Even the omission of the word "web" as you have pointed out, seems to have the
smell of arrogance, as if web programming is all there is worth working on
these days. But the web programming world, IMHO, is full of this kind of CV
inflating jargon, lingo and buzzwords, whether it's "full stack", "Agile",
"devops" etc.

Obviously, there is an element of old man "get off my lawn" that I am
invoking. I am almost certainly projecting here, but it still grinds me the
wrong way.

------
userbinator
_Of course, that 's silly. Good C# can run at near-native speed given all the
work happening in the runtime/JITter, etc._

The keyword being "near". It's like all the "Java is fast" articles out there
--- in theory, you can write microbenchmarks that show your language is fast,
but in practice, everyone knows what it's really like.
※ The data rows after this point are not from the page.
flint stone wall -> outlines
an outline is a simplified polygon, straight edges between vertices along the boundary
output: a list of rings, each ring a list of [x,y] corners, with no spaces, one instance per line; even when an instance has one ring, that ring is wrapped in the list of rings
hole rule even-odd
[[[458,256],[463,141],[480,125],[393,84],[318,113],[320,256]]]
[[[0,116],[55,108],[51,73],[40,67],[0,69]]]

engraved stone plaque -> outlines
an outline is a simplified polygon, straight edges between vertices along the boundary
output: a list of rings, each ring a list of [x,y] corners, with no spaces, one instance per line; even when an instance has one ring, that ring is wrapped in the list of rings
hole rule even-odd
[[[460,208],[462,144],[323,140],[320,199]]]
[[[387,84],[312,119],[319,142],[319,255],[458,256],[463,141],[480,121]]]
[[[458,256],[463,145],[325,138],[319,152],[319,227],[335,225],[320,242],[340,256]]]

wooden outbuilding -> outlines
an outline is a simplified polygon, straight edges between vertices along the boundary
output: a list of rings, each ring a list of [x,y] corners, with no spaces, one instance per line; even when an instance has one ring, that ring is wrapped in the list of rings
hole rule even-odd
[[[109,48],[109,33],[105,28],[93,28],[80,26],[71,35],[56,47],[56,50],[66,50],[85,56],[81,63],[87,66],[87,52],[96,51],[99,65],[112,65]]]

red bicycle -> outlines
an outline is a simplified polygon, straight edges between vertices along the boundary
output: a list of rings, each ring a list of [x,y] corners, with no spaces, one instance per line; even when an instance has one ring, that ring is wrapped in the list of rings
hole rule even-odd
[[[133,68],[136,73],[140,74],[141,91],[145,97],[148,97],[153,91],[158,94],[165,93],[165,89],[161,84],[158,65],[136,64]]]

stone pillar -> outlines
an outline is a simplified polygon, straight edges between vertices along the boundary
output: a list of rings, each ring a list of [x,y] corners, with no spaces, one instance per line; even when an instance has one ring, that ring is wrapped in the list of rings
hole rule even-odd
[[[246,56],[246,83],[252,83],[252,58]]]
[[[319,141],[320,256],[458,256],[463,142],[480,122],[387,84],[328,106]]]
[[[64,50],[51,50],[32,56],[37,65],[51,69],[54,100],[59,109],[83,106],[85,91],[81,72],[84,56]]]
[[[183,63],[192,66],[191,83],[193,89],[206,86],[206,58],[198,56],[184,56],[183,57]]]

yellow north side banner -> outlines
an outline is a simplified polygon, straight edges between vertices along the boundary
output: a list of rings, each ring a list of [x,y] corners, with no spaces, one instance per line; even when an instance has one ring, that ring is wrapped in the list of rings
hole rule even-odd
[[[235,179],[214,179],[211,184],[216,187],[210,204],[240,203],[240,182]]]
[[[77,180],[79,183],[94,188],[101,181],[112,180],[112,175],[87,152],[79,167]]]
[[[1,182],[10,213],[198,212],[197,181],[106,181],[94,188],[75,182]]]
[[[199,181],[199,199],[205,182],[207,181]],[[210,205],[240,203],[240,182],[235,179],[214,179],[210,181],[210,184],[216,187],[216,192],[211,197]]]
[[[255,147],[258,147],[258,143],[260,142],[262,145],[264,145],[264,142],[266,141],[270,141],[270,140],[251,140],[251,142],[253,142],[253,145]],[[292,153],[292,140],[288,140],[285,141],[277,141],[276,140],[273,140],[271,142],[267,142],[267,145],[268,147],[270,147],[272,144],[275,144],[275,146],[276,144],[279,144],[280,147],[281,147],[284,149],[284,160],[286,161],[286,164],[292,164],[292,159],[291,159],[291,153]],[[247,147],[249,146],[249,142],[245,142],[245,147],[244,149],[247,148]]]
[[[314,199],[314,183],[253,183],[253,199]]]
Of course if you have a powerful enough CPU and enough RAM you could emulate
any system at a decent speed with any language[1], but I'm willing to bet that
if you ran this C# emulator on the best hardware from ~2000 (which is roughly
when the first PSX emulators appeared), and compared it to the (native) ones
that were around at that time, you'll see a _huge_ difference in performance.
I remember a 1GHz Pentium III with 256MB of RAM would've been sufficient for
those.

[1] The same "fast enough" justification being used to praise writing
applications in JavaScript and bundling them with an entire web browser:
[https://en.wikipedia.org/wiki/Wirth%27s_law](https://en.wikipedia.org/wiki/Wirth%27s_law)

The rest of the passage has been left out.